Apple iOS gaming boom hits Nintendo hard

Latest market data shows Nintendo losing significant ground to Apple and Androin in the portable gaming market
Latest market data shows Nintendo losing significant ground to Apple and Androin in the portable gaming market

Apple iOS and Google Android smartphones and tablets continue to eat away at Nintendo's long-held dominance in the mobile gaming market, according to the latest market research.

While traditional console gaming remains strong, the latest market research data from Flurry and the NPD Group shows that Apple's iPhone, iPod touch and iPad is taking a serious bite out of Nintendo's market share in the portable gaming market.

3DS and NGP versus iOS

Nintendo recently launched its new 3DS handheld in the UK, with hardened Nintendo fans and aficionados of in-depth gaming on the go certain to continue supporting the Mario factory's portable gaming initiatives for the foreseeable future.

However, that said, Flurry's latest market data claims that Nintendo's market share has dropped a whopping 13 per cent, from 70 per cent in 2009 to 57 per cent in 2010, with iOS and Android smartphone gaming to blame.

Whether the 3DS and the new Sony NGP can reverse this trend over the coming three to five years remains to be seen.

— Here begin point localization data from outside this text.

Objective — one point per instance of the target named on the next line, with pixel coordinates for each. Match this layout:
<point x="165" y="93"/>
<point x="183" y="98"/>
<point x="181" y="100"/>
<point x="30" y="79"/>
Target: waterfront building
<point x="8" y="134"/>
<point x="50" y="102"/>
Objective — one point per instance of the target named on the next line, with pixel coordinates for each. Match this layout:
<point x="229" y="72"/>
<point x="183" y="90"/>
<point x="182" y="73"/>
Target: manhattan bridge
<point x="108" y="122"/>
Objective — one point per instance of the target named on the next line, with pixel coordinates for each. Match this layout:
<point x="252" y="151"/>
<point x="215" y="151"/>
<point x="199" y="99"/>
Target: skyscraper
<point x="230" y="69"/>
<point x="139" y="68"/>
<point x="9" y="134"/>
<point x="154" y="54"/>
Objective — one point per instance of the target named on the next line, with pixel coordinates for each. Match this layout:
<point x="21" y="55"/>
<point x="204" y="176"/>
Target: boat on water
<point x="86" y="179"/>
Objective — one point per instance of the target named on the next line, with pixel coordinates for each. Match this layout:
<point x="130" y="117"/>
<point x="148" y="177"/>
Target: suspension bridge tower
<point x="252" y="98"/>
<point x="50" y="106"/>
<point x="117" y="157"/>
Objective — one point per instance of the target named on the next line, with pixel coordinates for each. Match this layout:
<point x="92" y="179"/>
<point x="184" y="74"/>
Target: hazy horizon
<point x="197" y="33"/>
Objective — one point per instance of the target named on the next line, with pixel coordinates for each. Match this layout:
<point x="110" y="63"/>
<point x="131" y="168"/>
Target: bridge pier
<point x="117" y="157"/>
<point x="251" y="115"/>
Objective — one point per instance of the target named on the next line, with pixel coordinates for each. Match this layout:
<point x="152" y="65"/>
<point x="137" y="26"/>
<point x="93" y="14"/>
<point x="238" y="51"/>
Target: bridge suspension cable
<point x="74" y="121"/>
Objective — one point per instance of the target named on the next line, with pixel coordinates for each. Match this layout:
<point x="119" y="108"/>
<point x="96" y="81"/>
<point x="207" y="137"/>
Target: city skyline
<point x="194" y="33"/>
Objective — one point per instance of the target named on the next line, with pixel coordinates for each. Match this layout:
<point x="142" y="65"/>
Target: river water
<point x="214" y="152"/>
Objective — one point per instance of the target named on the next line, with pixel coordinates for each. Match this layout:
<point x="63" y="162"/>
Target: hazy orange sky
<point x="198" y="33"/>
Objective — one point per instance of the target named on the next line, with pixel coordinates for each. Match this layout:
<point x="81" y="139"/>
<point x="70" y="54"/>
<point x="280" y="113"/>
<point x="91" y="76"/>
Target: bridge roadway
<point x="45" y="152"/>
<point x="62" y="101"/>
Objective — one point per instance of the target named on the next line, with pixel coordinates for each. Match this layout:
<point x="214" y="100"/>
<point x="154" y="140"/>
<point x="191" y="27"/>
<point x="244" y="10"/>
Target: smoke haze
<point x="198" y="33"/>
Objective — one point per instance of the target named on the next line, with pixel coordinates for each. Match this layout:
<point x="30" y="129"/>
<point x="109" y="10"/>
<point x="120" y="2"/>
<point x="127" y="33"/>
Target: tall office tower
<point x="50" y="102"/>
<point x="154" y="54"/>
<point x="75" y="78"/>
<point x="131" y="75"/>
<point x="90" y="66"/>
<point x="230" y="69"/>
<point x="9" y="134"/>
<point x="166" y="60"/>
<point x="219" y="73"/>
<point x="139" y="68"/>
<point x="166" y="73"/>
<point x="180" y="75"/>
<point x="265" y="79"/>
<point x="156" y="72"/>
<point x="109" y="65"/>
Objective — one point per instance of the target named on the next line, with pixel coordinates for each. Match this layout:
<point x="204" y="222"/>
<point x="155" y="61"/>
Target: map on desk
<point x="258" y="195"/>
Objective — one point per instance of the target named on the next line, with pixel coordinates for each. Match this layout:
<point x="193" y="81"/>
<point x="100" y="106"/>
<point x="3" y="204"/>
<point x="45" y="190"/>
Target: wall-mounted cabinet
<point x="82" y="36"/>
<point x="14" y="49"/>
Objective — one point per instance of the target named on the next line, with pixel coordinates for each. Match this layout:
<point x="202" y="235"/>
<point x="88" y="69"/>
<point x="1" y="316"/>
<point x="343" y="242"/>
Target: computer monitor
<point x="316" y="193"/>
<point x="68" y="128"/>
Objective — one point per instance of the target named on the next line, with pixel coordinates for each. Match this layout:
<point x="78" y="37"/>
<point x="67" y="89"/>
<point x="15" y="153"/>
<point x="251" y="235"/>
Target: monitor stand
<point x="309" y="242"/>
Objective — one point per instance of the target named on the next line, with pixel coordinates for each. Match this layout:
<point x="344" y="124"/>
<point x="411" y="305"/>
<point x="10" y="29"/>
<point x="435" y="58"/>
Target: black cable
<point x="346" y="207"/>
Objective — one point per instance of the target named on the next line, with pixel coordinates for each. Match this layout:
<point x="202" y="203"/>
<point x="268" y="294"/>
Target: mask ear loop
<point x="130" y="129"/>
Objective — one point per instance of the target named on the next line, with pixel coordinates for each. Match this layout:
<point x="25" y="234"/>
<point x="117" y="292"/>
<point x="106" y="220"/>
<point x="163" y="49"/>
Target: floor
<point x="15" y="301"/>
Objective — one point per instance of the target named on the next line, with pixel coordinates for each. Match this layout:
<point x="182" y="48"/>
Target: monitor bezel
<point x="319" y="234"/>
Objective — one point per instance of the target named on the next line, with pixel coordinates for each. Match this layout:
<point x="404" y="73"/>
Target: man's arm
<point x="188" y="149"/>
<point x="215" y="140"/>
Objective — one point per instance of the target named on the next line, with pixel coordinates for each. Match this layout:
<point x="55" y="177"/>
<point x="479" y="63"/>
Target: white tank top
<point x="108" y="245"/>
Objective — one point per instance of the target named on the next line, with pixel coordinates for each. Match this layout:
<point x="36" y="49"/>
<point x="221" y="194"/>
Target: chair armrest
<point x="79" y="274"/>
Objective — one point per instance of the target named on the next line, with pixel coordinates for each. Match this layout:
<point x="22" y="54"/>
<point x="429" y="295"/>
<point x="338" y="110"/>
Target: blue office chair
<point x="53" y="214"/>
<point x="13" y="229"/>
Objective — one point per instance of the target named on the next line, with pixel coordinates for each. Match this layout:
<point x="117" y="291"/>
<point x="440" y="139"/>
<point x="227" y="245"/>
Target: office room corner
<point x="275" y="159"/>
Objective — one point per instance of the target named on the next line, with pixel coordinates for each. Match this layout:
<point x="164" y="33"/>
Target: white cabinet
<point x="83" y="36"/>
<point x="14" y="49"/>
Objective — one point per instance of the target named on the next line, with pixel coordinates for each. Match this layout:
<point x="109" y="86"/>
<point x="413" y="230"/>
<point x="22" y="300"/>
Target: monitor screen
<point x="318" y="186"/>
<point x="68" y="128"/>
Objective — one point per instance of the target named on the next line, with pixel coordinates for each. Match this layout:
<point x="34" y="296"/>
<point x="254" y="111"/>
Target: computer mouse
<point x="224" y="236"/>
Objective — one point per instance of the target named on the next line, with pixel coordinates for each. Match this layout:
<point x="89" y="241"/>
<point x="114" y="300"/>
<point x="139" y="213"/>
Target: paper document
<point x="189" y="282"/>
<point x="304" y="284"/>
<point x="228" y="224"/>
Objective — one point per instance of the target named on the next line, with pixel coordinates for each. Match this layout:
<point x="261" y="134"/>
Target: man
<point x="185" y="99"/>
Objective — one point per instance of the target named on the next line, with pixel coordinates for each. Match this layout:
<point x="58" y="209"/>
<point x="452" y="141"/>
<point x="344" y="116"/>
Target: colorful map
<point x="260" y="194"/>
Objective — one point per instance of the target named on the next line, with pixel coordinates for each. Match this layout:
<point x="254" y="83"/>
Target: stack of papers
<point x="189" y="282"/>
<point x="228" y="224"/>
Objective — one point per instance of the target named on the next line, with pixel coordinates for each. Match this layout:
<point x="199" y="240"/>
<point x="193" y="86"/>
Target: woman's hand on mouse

Flurry combines gaming market data from the NPD Group with its own estimates of game category revenues from iOS and Android devices, taken from Flurry Analytics, the company's mobile application analytics service, which "tracks more than 12 billion anonymous, aggregated use sessions per month across more than 80,000 applications."

40 per cent of these app sessions are spent on mobile games.

Prolific installed base gains

"We estimate that iOS and Android game revenue increased from $500 million in 2009 to more than $800 million in 2010," notes the research group."Of this, the significant majority of revenue was generated by iPhone games.

"It's clear that prolific installed base gains by Apple and Android devices, low priced games (including a very robust free-to-play model enabled by in-app purchases) and seamless digital distribution to games on devices so near to consumers 24-hours-a-day, is driving potent industry-disruption.

"Over 2011, we expect to see continued and significant smart-device game growth fuelled by the recent launch of iPad 2, iPhone coming into distribution on Verizon, the expected release of iPhone 5, a relentless expansion of Android devices by leading OEMs across all major U.S. carriers, and Google's enablement of in-app purchase billing, a proven key driver in iOS game revenue."